Milady made her a sign to sit down opposite, poured her a small glass of Spanish wine, and helped her to the wing of a chicken.
“See,” said she, “if everything does not second us! Here is night coming on; by daybreak we shall have reached our retreat, and nobody can guess where we are. Come, courage! take something.”
Mme. Bonacieux ate a few mouthfuls mechanically, and just touched the glass with her lips.
“Come, come!” said Milady, lifting hers to her mouth, “do as I do.”
But at the moment the glass touched her lips, her hand remained suspended; she heard something on the road which sounded like the rattling of a distant gallop. Then it grew nearer, and it seemed to her, almost at the same time, that she heard the neighing of horses.
This noise acted upon her joy like the storm which awakens the sleeper in the midst of a happy dream; she grew pale and ran to the window, while Mme. Bonacieux, rising all in a tremble, supported herself upon her chair to avoid falling. Nothing was yet to be seen, only they heard the galloping draw nearer.
“Oh, my God!” said Mme. Bonacieux, “what is that noise?”
“That of either our friends or our enemies,” said Milady, with her terrible coolness. “Stay where you are, I will tell you.”

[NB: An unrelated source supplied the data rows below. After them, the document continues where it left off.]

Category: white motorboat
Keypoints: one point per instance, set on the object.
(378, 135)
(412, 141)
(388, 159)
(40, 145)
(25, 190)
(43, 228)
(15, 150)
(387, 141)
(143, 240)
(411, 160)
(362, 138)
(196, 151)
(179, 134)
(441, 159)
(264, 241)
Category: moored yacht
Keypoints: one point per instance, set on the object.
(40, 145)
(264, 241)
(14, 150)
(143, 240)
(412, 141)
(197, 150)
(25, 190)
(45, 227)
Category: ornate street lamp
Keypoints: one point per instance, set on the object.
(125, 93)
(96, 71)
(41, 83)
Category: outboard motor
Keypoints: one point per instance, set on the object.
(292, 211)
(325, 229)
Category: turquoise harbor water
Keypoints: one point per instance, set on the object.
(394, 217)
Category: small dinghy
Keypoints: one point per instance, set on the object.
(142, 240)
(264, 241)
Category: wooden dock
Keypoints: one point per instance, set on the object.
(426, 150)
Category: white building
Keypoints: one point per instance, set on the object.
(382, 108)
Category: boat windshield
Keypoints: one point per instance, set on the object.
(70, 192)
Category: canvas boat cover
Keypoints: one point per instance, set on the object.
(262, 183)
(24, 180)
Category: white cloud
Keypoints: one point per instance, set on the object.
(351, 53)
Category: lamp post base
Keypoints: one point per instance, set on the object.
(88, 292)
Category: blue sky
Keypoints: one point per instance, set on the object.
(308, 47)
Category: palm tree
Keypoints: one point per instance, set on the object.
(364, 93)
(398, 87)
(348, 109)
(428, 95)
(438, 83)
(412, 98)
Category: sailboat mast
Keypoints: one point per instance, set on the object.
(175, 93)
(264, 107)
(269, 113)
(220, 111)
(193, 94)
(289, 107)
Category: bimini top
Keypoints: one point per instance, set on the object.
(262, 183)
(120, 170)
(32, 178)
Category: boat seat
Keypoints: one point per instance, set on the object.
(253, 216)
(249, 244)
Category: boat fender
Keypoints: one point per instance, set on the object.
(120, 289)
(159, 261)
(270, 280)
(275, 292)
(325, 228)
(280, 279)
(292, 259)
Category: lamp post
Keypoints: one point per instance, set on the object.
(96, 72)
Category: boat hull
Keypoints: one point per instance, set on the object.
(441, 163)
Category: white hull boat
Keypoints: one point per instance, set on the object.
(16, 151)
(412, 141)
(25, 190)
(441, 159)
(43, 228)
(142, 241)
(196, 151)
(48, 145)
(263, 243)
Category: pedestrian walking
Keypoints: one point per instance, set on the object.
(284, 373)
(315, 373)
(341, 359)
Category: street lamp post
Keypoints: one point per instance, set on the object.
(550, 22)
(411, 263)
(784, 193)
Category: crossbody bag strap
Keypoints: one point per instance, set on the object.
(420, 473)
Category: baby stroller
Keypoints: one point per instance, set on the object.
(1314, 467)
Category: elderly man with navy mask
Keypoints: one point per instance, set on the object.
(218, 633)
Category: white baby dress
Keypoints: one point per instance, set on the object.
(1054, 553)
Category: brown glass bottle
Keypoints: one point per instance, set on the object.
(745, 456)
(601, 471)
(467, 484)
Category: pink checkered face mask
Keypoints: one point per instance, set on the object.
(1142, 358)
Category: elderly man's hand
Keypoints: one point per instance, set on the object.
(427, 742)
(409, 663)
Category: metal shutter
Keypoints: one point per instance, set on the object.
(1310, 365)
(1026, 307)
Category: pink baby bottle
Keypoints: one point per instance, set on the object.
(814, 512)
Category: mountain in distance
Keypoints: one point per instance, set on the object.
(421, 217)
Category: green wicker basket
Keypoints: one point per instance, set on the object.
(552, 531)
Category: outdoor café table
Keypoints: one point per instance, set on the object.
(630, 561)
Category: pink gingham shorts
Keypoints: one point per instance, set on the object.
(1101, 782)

Mme. Bonacieux remained standing, mute, motionless, and pale as a statue.
The noise became louder; the horses could not be more than a hundred and fifty paces distant. If they were not yet to be seen, it was because the road made an elbow. The noise became so distinct that the horses might be counted by the rattle of their hoofs.
Milady gazed with all the power of her attention; it was just light enough for her to see who was coming.
All at once, at the turning of the road she saw the glitter of laced hats and the waving of feathers; she counted two, then five, then eight horsemen. One of them preceded the rest by double the length of his horse.
Milady uttered a stifled groan. In the first horseman she recognized d’Artagnan.
“Oh, my God, my God,” cried Mme. Bonacieux, “what is it?”
“It is the uniform of the cardinal’s Guards. Not an instant to be lost! Fly, fly!”
“Yes, yes, let us fly!” repeated Mme. Bonacieux, but without being able to make a step, glued as she was to the spot by terror.
They heard the horsemen pass under the windows.
“Come, then, come, then!” cried Milady, trying to drag the young woman along by the arm. “Thanks to the garden, we yet can flee; I have the key, but make haste! in five minutes it will be too late!”